# anacharis Dying



## BettaBoy51 (Nov 13, 2013)

i bought some anacharis and it was doing fine in a ten gallon with a goldfish and female betta and some guppies and i checked today and it had no leaves and my sisters turned brown and died what can i do to revive it and what are some live plants good for beginner live plant keepers and is watercress good with betta sorority and fish in general?


----------



## Tree (Sep 29, 2013)

I had trouble with this type of plant at the beginning. It died and I threw it out. But I tried again after my tanks became cycled and they are doing much better. I was cleaning my tanks out almost every day to cycle them with the fish in. So I think that could have has issues with the plant not getting enough food? This is my theory. 
I hope you can get the plant to grow. Are there any new sprouts coming up out of the ones that have no leaves? or roots? a lot of times if I see them turning black I know they are dead, but if they loose their leaves and still has roots, it still should be a live.


----------



## kittenfish (Dec 1, 2013)

How much and what type of light do you have? Do you have it floating or stuck in the substrate? Do you see any new growth at the tips? When I first got my Anacharis most of the old leaves slowly turned brown and fell off, but all the new growth was green and healthy. I don't think fertilizer is absolutely necessary for this plant (I wasn't using any at first), but it does help.


----------



## Alphahelix (Dec 7, 2013)

Goldfish are notorious eaters of anacharis, that could be why the leaves have disappeared!

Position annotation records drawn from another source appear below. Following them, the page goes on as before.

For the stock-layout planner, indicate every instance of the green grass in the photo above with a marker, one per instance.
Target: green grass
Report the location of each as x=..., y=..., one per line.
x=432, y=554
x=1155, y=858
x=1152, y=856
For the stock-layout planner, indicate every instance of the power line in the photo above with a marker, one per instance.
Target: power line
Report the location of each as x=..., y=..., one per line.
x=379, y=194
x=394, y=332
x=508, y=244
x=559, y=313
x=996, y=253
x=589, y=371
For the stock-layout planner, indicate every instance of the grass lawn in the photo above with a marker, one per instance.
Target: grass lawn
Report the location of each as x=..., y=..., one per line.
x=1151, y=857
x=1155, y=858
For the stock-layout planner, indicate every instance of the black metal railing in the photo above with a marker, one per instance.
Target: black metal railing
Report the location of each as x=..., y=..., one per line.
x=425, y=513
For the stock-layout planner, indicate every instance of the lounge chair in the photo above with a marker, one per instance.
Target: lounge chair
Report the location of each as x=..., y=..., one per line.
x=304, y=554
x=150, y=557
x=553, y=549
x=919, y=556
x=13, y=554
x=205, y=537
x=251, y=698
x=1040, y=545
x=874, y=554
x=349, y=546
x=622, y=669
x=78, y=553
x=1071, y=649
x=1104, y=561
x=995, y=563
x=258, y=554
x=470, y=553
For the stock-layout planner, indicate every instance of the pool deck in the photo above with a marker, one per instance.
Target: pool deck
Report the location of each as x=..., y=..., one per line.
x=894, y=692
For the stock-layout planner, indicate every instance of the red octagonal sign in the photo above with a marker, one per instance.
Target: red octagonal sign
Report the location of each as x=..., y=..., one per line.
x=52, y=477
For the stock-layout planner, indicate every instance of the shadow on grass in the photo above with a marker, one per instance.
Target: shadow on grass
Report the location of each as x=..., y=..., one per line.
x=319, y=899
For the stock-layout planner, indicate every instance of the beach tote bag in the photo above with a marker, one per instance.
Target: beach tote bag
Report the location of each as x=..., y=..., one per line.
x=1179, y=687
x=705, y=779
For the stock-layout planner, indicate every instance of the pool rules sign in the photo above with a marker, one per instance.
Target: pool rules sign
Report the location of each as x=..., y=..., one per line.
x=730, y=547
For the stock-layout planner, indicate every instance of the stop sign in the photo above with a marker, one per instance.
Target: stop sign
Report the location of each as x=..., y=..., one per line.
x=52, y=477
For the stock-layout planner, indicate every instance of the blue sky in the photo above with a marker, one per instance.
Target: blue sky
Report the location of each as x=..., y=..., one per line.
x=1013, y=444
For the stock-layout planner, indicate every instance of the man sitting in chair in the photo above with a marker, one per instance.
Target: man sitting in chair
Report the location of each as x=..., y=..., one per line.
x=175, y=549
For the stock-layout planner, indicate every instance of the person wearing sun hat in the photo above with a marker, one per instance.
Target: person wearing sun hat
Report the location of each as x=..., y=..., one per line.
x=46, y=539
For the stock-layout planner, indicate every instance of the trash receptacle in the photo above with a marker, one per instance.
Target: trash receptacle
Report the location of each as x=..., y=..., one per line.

Also are you planning to have a sorority + goldfish? Goldfish should not be kept with Bettas because of the amount of ammonia they produce.


----------



## BettaBoy51 (Nov 13, 2013)

the gold fish is going to a bigger tank soon but there is new leaves on the plants and what are some plants i can use for a beginner i think they will grow back but what can i get that doesn't need much care and i just have a normal hod from walmart and the bulbs it came with and i put a 30 gallon filter but i put a sponge in the front of it and now it is baffled im going to get some plants maybe today but my sister has a 1 gallon thing for her baby betta with a filter and her room stays at 78 degrees +the light it has and we put her plant in before the fish came and it was just bottled water and water conditioner and hers turned brown and died what plant should she have? and what should i have?


----------



## nicktide (Dec 10, 2013)

Anacharis needs alot of light. it's upper leaves shade the rest of the plant and so it falls apart. 

If you left the rubber band or weight around the base, remove it. Doubt that kills the whole thing but it can rot the bottom.

Don't know about watercress but my favorite plants for beginners or whoever are Java fern and anubias. They can live in low light or any conditions. Crypts are another good one for low light. If you wnat something bushy, you cant get any easier than water sprite. As a kid, my favorite was the banana plant. they dont last forever in normal lighting, but can last quite a while.


----------



## kittenfish (Dec 1, 2013)

The lights that come with aquarium kits are almost never suited for anything but low light plants. Java fern and anubias should be fine. I think water sprite prefers more light. Crypts are root feeders, so they need a nutrient-rich substrate.


----------



## nicktide (Dec 10, 2013)

It has been a long time since I grew watersprite to sell wholesale. I first did it in a 30 gallon aquarium whith a single bulb. I probably used vitalight whicgh is better than what comes with the light. I may have used that clay type gravel for crypts. It has been a long time.


----------



## BettaBoy51 (Nov 13, 2013)

the lady at petco said i need a full Co2 thingy to keep live plants is that true?


----------



## lilnaugrim (Mar 27, 2013)

No you don't need all the CO2 and fancy stuff, just some liquid fert would be nice for the plants. Oh and Anacharis IS a low light plant, that stuff will grow anywhere and in any temperature practically!

Most likely it's just getting used to your water chemistry, just like fish, plants have to get used to the new water chemistry and while they do that, they do a thing called Melting, Crypt plants are known to do it the worst out of them all. The plant will look like it's dying and some pieces will die but it will grow new sprouts in a week or so. Keep the plant in there until the shoot is long enough you can safely pluck it off to let it continue to grow.

And yeah, could also be that your goldfish is trying to eat it lol.


----------



## BettaBoy51 (Nov 13, 2013)

ok thanks im getting some more when i sell my baby's because i dont have room for anything right now


----------